Charlie Rosen, scientist and visionary, came to SRI in the late 1950s. He founded the Applied Physics Laboratory, which began work on etching out millions of tiny triodes to compete with transistor circuits. One giant problem with millions of tiny triodes was how to wire them up to perform useful functions. When Charlie heard about perceptrons (now called neural networks), which could be "trained" to perform many tasks, especially pattern recognition, he speculated that these self-organizing, self-training algorithms might provide just the answer to harnessing a million triodes. So he began research on perceptrons.

Charlie loved high-risk, frontier science! Thus the Learning Machines Group was created in the early 1960s within the Applied Physics Laboratory to attempt this exciting enterprise of designing, building, and using neural networks. Charlie's limitless enthusiasm and convincing vision inspired co-workers and persuaded the Office of Naval Research and the Army Signal Corps to support this research.

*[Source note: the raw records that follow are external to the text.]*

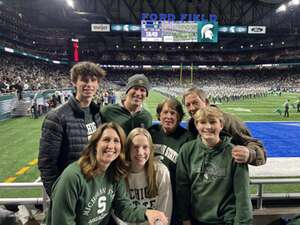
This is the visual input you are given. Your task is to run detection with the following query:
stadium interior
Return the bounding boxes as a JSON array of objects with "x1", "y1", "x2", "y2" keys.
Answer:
[{"x1": 0, "y1": 0, "x2": 300, "y2": 225}]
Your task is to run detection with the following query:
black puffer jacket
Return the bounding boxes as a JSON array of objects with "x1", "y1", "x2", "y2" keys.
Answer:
[{"x1": 38, "y1": 97, "x2": 101, "y2": 196}]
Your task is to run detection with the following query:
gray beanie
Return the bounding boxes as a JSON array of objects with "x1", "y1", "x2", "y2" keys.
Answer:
[{"x1": 126, "y1": 74, "x2": 150, "y2": 95}]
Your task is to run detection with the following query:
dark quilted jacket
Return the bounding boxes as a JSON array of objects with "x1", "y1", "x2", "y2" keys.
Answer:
[{"x1": 38, "y1": 97, "x2": 101, "y2": 196}]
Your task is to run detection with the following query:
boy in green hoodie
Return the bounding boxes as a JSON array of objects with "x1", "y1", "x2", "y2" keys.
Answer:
[{"x1": 176, "y1": 106, "x2": 252, "y2": 225}]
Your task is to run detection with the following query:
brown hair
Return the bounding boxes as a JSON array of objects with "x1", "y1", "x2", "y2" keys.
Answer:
[
  {"x1": 156, "y1": 97, "x2": 184, "y2": 123},
  {"x1": 79, "y1": 122, "x2": 128, "y2": 181},
  {"x1": 70, "y1": 61, "x2": 106, "y2": 83},
  {"x1": 182, "y1": 87, "x2": 209, "y2": 105},
  {"x1": 125, "y1": 128, "x2": 158, "y2": 198},
  {"x1": 194, "y1": 106, "x2": 224, "y2": 125}
]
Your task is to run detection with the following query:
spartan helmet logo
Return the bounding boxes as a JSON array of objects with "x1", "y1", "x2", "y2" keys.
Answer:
[{"x1": 201, "y1": 24, "x2": 214, "y2": 40}]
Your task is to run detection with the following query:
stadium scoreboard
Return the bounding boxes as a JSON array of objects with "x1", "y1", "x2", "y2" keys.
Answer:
[{"x1": 141, "y1": 20, "x2": 218, "y2": 43}]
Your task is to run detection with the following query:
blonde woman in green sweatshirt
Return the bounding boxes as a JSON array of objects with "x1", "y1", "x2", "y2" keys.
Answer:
[{"x1": 46, "y1": 123, "x2": 168, "y2": 225}]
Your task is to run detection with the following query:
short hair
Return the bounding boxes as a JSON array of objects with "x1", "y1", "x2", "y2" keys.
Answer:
[
  {"x1": 70, "y1": 61, "x2": 106, "y2": 83},
  {"x1": 156, "y1": 97, "x2": 184, "y2": 123},
  {"x1": 79, "y1": 122, "x2": 128, "y2": 181},
  {"x1": 194, "y1": 106, "x2": 224, "y2": 125},
  {"x1": 182, "y1": 87, "x2": 209, "y2": 105},
  {"x1": 125, "y1": 127, "x2": 158, "y2": 198}
]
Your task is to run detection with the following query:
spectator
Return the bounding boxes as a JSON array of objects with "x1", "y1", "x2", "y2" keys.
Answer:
[
  {"x1": 46, "y1": 123, "x2": 167, "y2": 225},
  {"x1": 101, "y1": 74, "x2": 152, "y2": 134},
  {"x1": 176, "y1": 106, "x2": 252, "y2": 225},
  {"x1": 38, "y1": 62, "x2": 105, "y2": 196},
  {"x1": 182, "y1": 87, "x2": 266, "y2": 166},
  {"x1": 116, "y1": 128, "x2": 173, "y2": 225}
]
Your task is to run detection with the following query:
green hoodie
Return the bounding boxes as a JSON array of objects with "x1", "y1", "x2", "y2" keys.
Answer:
[
  {"x1": 46, "y1": 162, "x2": 146, "y2": 225},
  {"x1": 100, "y1": 104, "x2": 152, "y2": 135},
  {"x1": 176, "y1": 136, "x2": 252, "y2": 225}
]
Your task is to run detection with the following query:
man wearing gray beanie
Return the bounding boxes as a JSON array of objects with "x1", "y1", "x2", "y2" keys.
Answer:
[{"x1": 101, "y1": 74, "x2": 152, "y2": 134}]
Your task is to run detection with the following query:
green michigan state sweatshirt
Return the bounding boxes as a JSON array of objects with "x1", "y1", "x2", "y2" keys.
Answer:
[
  {"x1": 46, "y1": 162, "x2": 146, "y2": 225},
  {"x1": 176, "y1": 136, "x2": 252, "y2": 225},
  {"x1": 100, "y1": 104, "x2": 152, "y2": 135}
]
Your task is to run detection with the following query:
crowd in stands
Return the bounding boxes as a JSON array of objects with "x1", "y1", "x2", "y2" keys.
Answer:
[
  {"x1": 0, "y1": 4, "x2": 71, "y2": 59},
  {"x1": 0, "y1": 54, "x2": 71, "y2": 93},
  {"x1": 0, "y1": 53, "x2": 300, "y2": 102}
]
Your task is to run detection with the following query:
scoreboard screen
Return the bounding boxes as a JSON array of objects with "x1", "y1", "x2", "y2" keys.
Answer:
[
  {"x1": 141, "y1": 20, "x2": 218, "y2": 43},
  {"x1": 141, "y1": 20, "x2": 163, "y2": 42},
  {"x1": 161, "y1": 21, "x2": 198, "y2": 42}
]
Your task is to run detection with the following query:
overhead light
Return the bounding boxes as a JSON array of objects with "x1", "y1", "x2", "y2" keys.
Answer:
[
  {"x1": 66, "y1": 0, "x2": 74, "y2": 9},
  {"x1": 276, "y1": 5, "x2": 286, "y2": 13},
  {"x1": 288, "y1": 0, "x2": 300, "y2": 6}
]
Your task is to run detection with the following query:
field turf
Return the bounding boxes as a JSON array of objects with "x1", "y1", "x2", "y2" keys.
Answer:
[{"x1": 0, "y1": 91, "x2": 300, "y2": 197}]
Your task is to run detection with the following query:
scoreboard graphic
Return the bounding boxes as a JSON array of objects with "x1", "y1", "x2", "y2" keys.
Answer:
[
  {"x1": 141, "y1": 20, "x2": 163, "y2": 42},
  {"x1": 141, "y1": 20, "x2": 218, "y2": 43}
]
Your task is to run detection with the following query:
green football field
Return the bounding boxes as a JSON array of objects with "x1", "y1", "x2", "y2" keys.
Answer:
[{"x1": 0, "y1": 92, "x2": 300, "y2": 197}]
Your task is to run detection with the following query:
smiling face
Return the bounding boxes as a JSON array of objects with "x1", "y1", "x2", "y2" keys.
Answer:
[
  {"x1": 159, "y1": 103, "x2": 179, "y2": 134},
  {"x1": 73, "y1": 75, "x2": 99, "y2": 102},
  {"x1": 130, "y1": 134, "x2": 151, "y2": 172},
  {"x1": 184, "y1": 93, "x2": 208, "y2": 119},
  {"x1": 96, "y1": 128, "x2": 121, "y2": 171},
  {"x1": 196, "y1": 117, "x2": 223, "y2": 147},
  {"x1": 124, "y1": 86, "x2": 147, "y2": 109}
]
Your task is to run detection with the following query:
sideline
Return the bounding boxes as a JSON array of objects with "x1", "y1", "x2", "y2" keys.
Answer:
[{"x1": 4, "y1": 159, "x2": 38, "y2": 183}]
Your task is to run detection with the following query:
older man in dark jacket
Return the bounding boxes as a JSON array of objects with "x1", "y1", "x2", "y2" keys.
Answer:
[{"x1": 38, "y1": 62, "x2": 105, "y2": 196}]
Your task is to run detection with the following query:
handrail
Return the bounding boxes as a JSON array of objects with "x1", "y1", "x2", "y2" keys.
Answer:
[
  {"x1": 0, "y1": 178, "x2": 300, "y2": 212},
  {"x1": 250, "y1": 178, "x2": 300, "y2": 209},
  {"x1": 0, "y1": 182, "x2": 48, "y2": 212}
]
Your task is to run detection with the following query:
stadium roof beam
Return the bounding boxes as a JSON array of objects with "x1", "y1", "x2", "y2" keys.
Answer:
[{"x1": 122, "y1": 0, "x2": 141, "y2": 24}]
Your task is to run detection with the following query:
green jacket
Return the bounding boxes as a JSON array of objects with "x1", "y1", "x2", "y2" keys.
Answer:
[
  {"x1": 188, "y1": 105, "x2": 267, "y2": 166},
  {"x1": 148, "y1": 124, "x2": 192, "y2": 187},
  {"x1": 176, "y1": 137, "x2": 252, "y2": 225},
  {"x1": 46, "y1": 162, "x2": 146, "y2": 225},
  {"x1": 100, "y1": 104, "x2": 152, "y2": 134}
]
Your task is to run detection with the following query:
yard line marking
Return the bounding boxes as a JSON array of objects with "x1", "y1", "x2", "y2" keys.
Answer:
[
  {"x1": 28, "y1": 159, "x2": 37, "y2": 166},
  {"x1": 4, "y1": 159, "x2": 38, "y2": 183},
  {"x1": 4, "y1": 177, "x2": 17, "y2": 183},
  {"x1": 16, "y1": 166, "x2": 30, "y2": 176}
]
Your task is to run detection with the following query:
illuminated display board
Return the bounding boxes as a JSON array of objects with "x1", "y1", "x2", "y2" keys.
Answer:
[
  {"x1": 141, "y1": 20, "x2": 163, "y2": 42},
  {"x1": 141, "y1": 20, "x2": 218, "y2": 42}
]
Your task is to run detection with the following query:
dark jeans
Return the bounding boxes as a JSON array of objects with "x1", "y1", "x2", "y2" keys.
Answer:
[{"x1": 191, "y1": 219, "x2": 233, "y2": 225}]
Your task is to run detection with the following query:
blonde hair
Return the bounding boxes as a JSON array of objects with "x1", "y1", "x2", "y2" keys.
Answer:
[
  {"x1": 79, "y1": 122, "x2": 128, "y2": 181},
  {"x1": 182, "y1": 87, "x2": 209, "y2": 105},
  {"x1": 70, "y1": 61, "x2": 106, "y2": 83},
  {"x1": 125, "y1": 128, "x2": 158, "y2": 198},
  {"x1": 194, "y1": 106, "x2": 224, "y2": 124}
]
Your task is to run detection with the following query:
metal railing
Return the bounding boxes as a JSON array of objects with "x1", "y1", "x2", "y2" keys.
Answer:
[
  {"x1": 250, "y1": 178, "x2": 300, "y2": 209},
  {"x1": 0, "y1": 182, "x2": 48, "y2": 212},
  {"x1": 0, "y1": 178, "x2": 300, "y2": 212}
]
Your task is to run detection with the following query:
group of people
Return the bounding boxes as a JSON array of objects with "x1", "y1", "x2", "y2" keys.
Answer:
[{"x1": 38, "y1": 62, "x2": 266, "y2": 225}]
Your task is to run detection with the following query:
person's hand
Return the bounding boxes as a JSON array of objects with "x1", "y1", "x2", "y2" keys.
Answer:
[
  {"x1": 232, "y1": 145, "x2": 250, "y2": 163},
  {"x1": 145, "y1": 209, "x2": 168, "y2": 225},
  {"x1": 182, "y1": 220, "x2": 191, "y2": 225}
]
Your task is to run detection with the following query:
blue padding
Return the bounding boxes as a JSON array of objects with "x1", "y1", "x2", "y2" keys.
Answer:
[{"x1": 153, "y1": 121, "x2": 300, "y2": 157}]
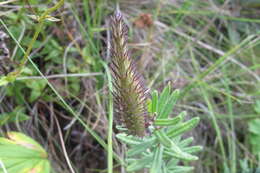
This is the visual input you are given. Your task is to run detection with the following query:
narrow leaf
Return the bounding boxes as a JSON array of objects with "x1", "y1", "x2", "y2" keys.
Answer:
[{"x1": 150, "y1": 145, "x2": 164, "y2": 173}]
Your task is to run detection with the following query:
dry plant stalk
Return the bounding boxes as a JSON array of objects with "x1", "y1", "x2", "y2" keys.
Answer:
[{"x1": 111, "y1": 12, "x2": 148, "y2": 137}]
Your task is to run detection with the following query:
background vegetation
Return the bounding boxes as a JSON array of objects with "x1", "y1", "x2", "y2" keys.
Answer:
[{"x1": 0, "y1": 0, "x2": 260, "y2": 173}]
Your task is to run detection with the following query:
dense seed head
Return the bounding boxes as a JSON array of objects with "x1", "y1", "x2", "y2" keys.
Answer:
[{"x1": 111, "y1": 12, "x2": 148, "y2": 136}]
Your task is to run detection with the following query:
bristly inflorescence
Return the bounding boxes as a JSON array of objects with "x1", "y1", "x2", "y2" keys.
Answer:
[{"x1": 111, "y1": 12, "x2": 148, "y2": 137}]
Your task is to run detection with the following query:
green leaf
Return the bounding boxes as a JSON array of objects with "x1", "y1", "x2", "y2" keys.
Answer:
[
  {"x1": 150, "y1": 145, "x2": 164, "y2": 173},
  {"x1": 116, "y1": 133, "x2": 143, "y2": 145},
  {"x1": 0, "y1": 132, "x2": 50, "y2": 173},
  {"x1": 248, "y1": 119, "x2": 260, "y2": 135},
  {"x1": 0, "y1": 106, "x2": 29, "y2": 126},
  {"x1": 167, "y1": 117, "x2": 200, "y2": 138},
  {"x1": 158, "y1": 90, "x2": 180, "y2": 118},
  {"x1": 151, "y1": 91, "x2": 158, "y2": 113},
  {"x1": 126, "y1": 155, "x2": 153, "y2": 172},
  {"x1": 154, "y1": 129, "x2": 172, "y2": 148},
  {"x1": 126, "y1": 138, "x2": 155, "y2": 157},
  {"x1": 154, "y1": 112, "x2": 186, "y2": 126},
  {"x1": 182, "y1": 146, "x2": 203, "y2": 153},
  {"x1": 169, "y1": 166, "x2": 194, "y2": 173},
  {"x1": 156, "y1": 85, "x2": 170, "y2": 118}
]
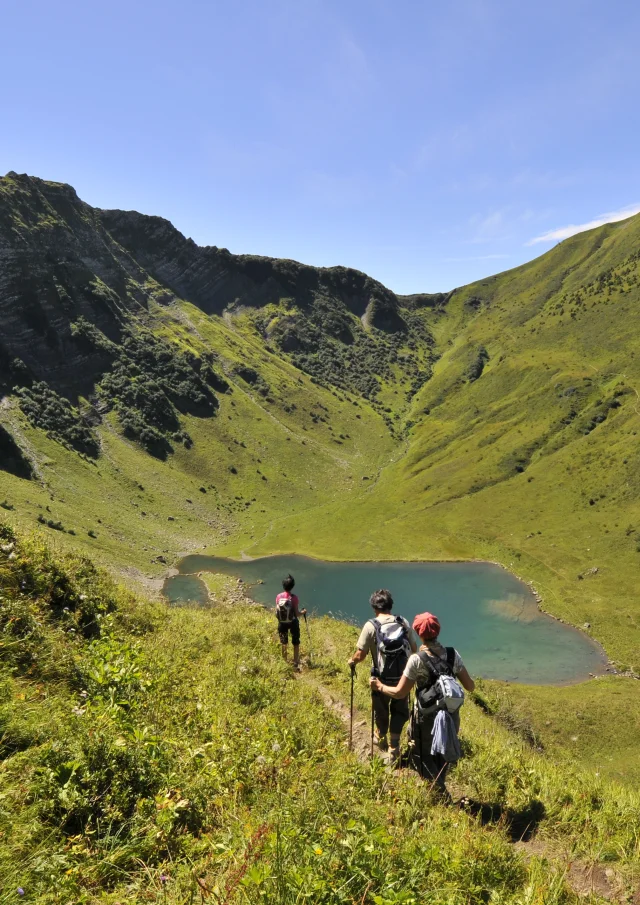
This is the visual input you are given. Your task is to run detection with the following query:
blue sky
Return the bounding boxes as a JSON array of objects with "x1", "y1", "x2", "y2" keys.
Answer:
[{"x1": 0, "y1": 0, "x2": 640, "y2": 292}]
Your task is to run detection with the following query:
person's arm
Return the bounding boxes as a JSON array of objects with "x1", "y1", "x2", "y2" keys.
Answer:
[
  {"x1": 348, "y1": 648, "x2": 367, "y2": 666},
  {"x1": 347, "y1": 622, "x2": 375, "y2": 669},
  {"x1": 456, "y1": 666, "x2": 476, "y2": 691},
  {"x1": 369, "y1": 676, "x2": 416, "y2": 699}
]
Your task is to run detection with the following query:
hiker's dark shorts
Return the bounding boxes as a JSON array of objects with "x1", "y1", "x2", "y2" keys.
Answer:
[
  {"x1": 372, "y1": 691, "x2": 409, "y2": 735},
  {"x1": 278, "y1": 619, "x2": 300, "y2": 647}
]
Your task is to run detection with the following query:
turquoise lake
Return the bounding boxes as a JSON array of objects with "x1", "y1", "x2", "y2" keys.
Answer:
[{"x1": 164, "y1": 555, "x2": 607, "y2": 685}]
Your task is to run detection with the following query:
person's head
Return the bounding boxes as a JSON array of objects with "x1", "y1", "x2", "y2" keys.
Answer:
[
  {"x1": 413, "y1": 613, "x2": 440, "y2": 642},
  {"x1": 369, "y1": 589, "x2": 393, "y2": 613}
]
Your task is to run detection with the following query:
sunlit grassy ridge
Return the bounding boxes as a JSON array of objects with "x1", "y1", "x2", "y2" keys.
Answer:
[
  {"x1": 0, "y1": 527, "x2": 640, "y2": 905},
  {"x1": 0, "y1": 177, "x2": 640, "y2": 792}
]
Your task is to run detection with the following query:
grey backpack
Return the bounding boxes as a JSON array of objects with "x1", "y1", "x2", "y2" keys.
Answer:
[{"x1": 416, "y1": 647, "x2": 464, "y2": 722}]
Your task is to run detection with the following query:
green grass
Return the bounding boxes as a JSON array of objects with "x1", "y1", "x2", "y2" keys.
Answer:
[
  {"x1": 0, "y1": 528, "x2": 640, "y2": 905},
  {"x1": 0, "y1": 201, "x2": 640, "y2": 780}
]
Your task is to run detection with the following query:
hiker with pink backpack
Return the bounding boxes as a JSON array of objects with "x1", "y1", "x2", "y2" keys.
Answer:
[{"x1": 276, "y1": 575, "x2": 307, "y2": 670}]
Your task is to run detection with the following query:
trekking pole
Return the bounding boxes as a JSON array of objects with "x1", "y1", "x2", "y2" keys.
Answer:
[
  {"x1": 371, "y1": 666, "x2": 380, "y2": 760},
  {"x1": 349, "y1": 663, "x2": 356, "y2": 751},
  {"x1": 371, "y1": 691, "x2": 373, "y2": 760},
  {"x1": 304, "y1": 613, "x2": 312, "y2": 666}
]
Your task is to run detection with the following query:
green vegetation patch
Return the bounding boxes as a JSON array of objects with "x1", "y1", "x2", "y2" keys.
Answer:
[
  {"x1": 73, "y1": 318, "x2": 226, "y2": 459},
  {"x1": 15, "y1": 381, "x2": 100, "y2": 459},
  {"x1": 0, "y1": 424, "x2": 33, "y2": 481},
  {"x1": 0, "y1": 526, "x2": 640, "y2": 905}
]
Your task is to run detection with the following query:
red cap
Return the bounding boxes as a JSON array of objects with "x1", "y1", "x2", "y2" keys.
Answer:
[{"x1": 413, "y1": 613, "x2": 440, "y2": 641}]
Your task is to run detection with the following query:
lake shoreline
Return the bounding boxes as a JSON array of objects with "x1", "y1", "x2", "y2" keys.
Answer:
[{"x1": 165, "y1": 553, "x2": 625, "y2": 686}]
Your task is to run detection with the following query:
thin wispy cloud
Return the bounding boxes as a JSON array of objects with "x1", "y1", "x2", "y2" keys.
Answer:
[
  {"x1": 525, "y1": 204, "x2": 640, "y2": 245},
  {"x1": 443, "y1": 254, "x2": 510, "y2": 263}
]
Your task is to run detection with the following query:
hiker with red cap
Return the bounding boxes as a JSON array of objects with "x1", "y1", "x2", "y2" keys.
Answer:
[
  {"x1": 370, "y1": 613, "x2": 475, "y2": 794},
  {"x1": 349, "y1": 589, "x2": 418, "y2": 766}
]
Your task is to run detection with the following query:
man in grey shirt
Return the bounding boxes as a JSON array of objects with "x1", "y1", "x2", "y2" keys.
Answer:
[{"x1": 349, "y1": 590, "x2": 418, "y2": 764}]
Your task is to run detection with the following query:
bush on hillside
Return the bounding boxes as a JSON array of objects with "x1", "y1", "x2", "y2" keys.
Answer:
[
  {"x1": 73, "y1": 318, "x2": 220, "y2": 459},
  {"x1": 14, "y1": 381, "x2": 100, "y2": 459},
  {"x1": 467, "y1": 346, "x2": 489, "y2": 383},
  {"x1": 0, "y1": 424, "x2": 33, "y2": 481}
]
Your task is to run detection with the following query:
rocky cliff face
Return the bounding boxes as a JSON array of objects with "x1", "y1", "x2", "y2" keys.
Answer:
[
  {"x1": 99, "y1": 211, "x2": 402, "y2": 330},
  {"x1": 0, "y1": 173, "x2": 152, "y2": 392},
  {"x1": 0, "y1": 173, "x2": 405, "y2": 396}
]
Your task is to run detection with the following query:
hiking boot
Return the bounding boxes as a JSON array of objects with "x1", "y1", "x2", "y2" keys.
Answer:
[{"x1": 373, "y1": 732, "x2": 389, "y2": 751}]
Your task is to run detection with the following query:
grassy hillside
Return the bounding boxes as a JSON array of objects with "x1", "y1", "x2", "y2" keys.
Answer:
[
  {"x1": 229, "y1": 217, "x2": 640, "y2": 671},
  {"x1": 0, "y1": 174, "x2": 640, "y2": 792},
  {"x1": 0, "y1": 526, "x2": 640, "y2": 905}
]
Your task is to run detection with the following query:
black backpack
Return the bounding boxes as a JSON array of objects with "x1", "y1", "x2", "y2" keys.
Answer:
[
  {"x1": 276, "y1": 591, "x2": 296, "y2": 625},
  {"x1": 370, "y1": 616, "x2": 411, "y2": 685}
]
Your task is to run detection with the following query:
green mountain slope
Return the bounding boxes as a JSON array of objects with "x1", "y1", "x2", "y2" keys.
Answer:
[
  {"x1": 248, "y1": 217, "x2": 640, "y2": 671},
  {"x1": 0, "y1": 524, "x2": 640, "y2": 905},
  {"x1": 0, "y1": 174, "x2": 640, "y2": 776}
]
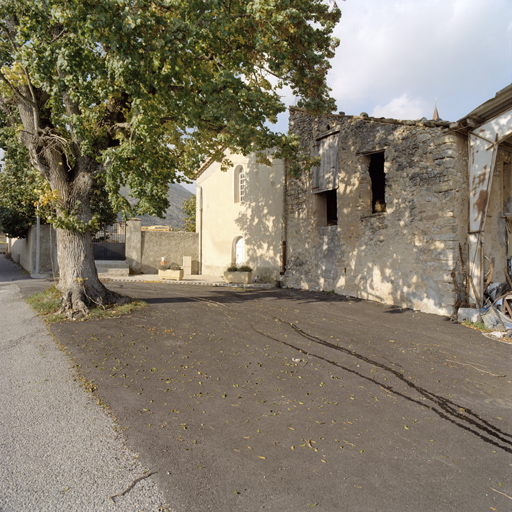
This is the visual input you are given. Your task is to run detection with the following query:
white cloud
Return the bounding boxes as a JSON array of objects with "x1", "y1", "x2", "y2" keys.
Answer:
[
  {"x1": 370, "y1": 93, "x2": 434, "y2": 119},
  {"x1": 329, "y1": 0, "x2": 512, "y2": 120}
]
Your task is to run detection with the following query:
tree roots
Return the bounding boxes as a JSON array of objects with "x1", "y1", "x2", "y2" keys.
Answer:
[{"x1": 58, "y1": 283, "x2": 130, "y2": 320}]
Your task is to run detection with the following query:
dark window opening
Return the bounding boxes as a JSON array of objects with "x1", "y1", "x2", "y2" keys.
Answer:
[
  {"x1": 369, "y1": 151, "x2": 386, "y2": 213},
  {"x1": 315, "y1": 190, "x2": 338, "y2": 226}
]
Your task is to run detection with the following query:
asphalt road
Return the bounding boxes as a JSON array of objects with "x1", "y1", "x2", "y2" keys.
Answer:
[
  {"x1": 45, "y1": 283, "x2": 512, "y2": 512},
  {"x1": 0, "y1": 256, "x2": 169, "y2": 512}
]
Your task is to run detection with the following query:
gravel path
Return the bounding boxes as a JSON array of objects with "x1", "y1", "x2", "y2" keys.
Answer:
[{"x1": 0, "y1": 257, "x2": 169, "y2": 512}]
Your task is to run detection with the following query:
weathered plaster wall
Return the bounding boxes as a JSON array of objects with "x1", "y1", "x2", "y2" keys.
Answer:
[
  {"x1": 140, "y1": 230, "x2": 199, "y2": 274},
  {"x1": 196, "y1": 148, "x2": 284, "y2": 282},
  {"x1": 283, "y1": 109, "x2": 467, "y2": 315},
  {"x1": 9, "y1": 224, "x2": 58, "y2": 274},
  {"x1": 484, "y1": 152, "x2": 512, "y2": 283}
]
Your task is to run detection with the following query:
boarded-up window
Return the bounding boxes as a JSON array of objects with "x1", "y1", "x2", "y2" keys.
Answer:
[{"x1": 312, "y1": 132, "x2": 340, "y2": 194}]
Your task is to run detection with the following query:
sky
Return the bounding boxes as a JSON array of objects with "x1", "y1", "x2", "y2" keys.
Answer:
[
  {"x1": 179, "y1": 0, "x2": 512, "y2": 192},
  {"x1": 2, "y1": 0, "x2": 512, "y2": 192},
  {"x1": 276, "y1": 0, "x2": 512, "y2": 131}
]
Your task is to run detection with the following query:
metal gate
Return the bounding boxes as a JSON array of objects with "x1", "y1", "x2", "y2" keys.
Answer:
[{"x1": 92, "y1": 222, "x2": 126, "y2": 261}]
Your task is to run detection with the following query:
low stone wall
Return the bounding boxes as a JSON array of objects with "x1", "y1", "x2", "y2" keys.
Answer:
[
  {"x1": 283, "y1": 109, "x2": 467, "y2": 315},
  {"x1": 7, "y1": 225, "x2": 58, "y2": 274},
  {"x1": 126, "y1": 219, "x2": 199, "y2": 274},
  {"x1": 141, "y1": 231, "x2": 199, "y2": 274}
]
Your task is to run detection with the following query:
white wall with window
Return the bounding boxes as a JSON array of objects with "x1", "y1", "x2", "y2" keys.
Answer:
[{"x1": 196, "y1": 148, "x2": 284, "y2": 281}]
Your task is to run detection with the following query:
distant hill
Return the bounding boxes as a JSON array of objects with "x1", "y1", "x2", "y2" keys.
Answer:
[{"x1": 121, "y1": 183, "x2": 194, "y2": 227}]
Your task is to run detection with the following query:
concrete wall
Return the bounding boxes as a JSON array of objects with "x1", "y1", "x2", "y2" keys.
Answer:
[
  {"x1": 8, "y1": 225, "x2": 58, "y2": 274},
  {"x1": 484, "y1": 151, "x2": 512, "y2": 283},
  {"x1": 283, "y1": 109, "x2": 467, "y2": 315},
  {"x1": 196, "y1": 149, "x2": 284, "y2": 282},
  {"x1": 141, "y1": 231, "x2": 199, "y2": 274}
]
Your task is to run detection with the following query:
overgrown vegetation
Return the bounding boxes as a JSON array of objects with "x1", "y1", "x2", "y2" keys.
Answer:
[
  {"x1": 27, "y1": 286, "x2": 146, "y2": 323},
  {"x1": 181, "y1": 196, "x2": 196, "y2": 233}
]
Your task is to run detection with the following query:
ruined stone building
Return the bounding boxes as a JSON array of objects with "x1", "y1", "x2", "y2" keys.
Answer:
[{"x1": 282, "y1": 85, "x2": 512, "y2": 315}]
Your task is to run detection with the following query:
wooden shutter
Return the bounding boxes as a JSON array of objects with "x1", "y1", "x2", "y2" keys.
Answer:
[{"x1": 313, "y1": 132, "x2": 340, "y2": 194}]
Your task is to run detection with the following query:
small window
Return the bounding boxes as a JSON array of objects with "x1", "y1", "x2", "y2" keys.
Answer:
[
  {"x1": 314, "y1": 190, "x2": 338, "y2": 226},
  {"x1": 369, "y1": 151, "x2": 386, "y2": 213},
  {"x1": 234, "y1": 165, "x2": 245, "y2": 203}
]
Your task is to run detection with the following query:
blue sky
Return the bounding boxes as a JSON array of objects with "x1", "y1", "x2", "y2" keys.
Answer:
[
  {"x1": 2, "y1": 0, "x2": 512, "y2": 191},
  {"x1": 181, "y1": 0, "x2": 512, "y2": 192},
  {"x1": 270, "y1": 0, "x2": 512, "y2": 131}
]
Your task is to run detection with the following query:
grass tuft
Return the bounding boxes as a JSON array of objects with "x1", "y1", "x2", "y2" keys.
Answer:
[{"x1": 27, "y1": 286, "x2": 146, "y2": 323}]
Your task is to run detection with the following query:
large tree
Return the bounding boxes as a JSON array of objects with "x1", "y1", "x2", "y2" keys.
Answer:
[{"x1": 0, "y1": 0, "x2": 340, "y2": 314}]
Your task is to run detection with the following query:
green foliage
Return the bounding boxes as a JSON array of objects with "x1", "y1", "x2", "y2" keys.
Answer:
[
  {"x1": 227, "y1": 264, "x2": 254, "y2": 272},
  {"x1": 181, "y1": 196, "x2": 196, "y2": 233},
  {"x1": 0, "y1": 127, "x2": 44, "y2": 238},
  {"x1": 0, "y1": 0, "x2": 340, "y2": 231}
]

SRI perceptron systems achieved impressive results, including classification of symbols on Army maps and accurate recognition of hand-printed characters on FORTRAN coding sheets.

As the intellectual neighborhood around these systems became familiar territory, Charlie got restless and moved on to artificial intelligence (AI),which ultimately led to Shakey the Robot, and the Learning Machines Group became the Artificial Intelligence Center. The Shakey project generated several very important AI technologies that are still important today, almost 30 years later.

During the 1970s, SRI's AI Center became, under Charlie's leadership, one of the world's foremost AI laboratories, expanding to work in speech recognition, natural language processing, expert systems, computer vision, and robotics. In the mid-1970s, Charlie formed a Robotics Group within the AI Center. One of the important inventions was a very robust machine vision system capable of recognizing industrial parts as they came down conveyor belts.

When Charlie left SRI for his new start-up, he left behind a thriving AI Center that still displays his traits of optimism, creativity, and a desire to tackle some of engineering's toughest challenges—those of mechanizing the numerous facets of human intelligence. We are still probably a long way from achieving that goal, but that wouldn't scare Charlie!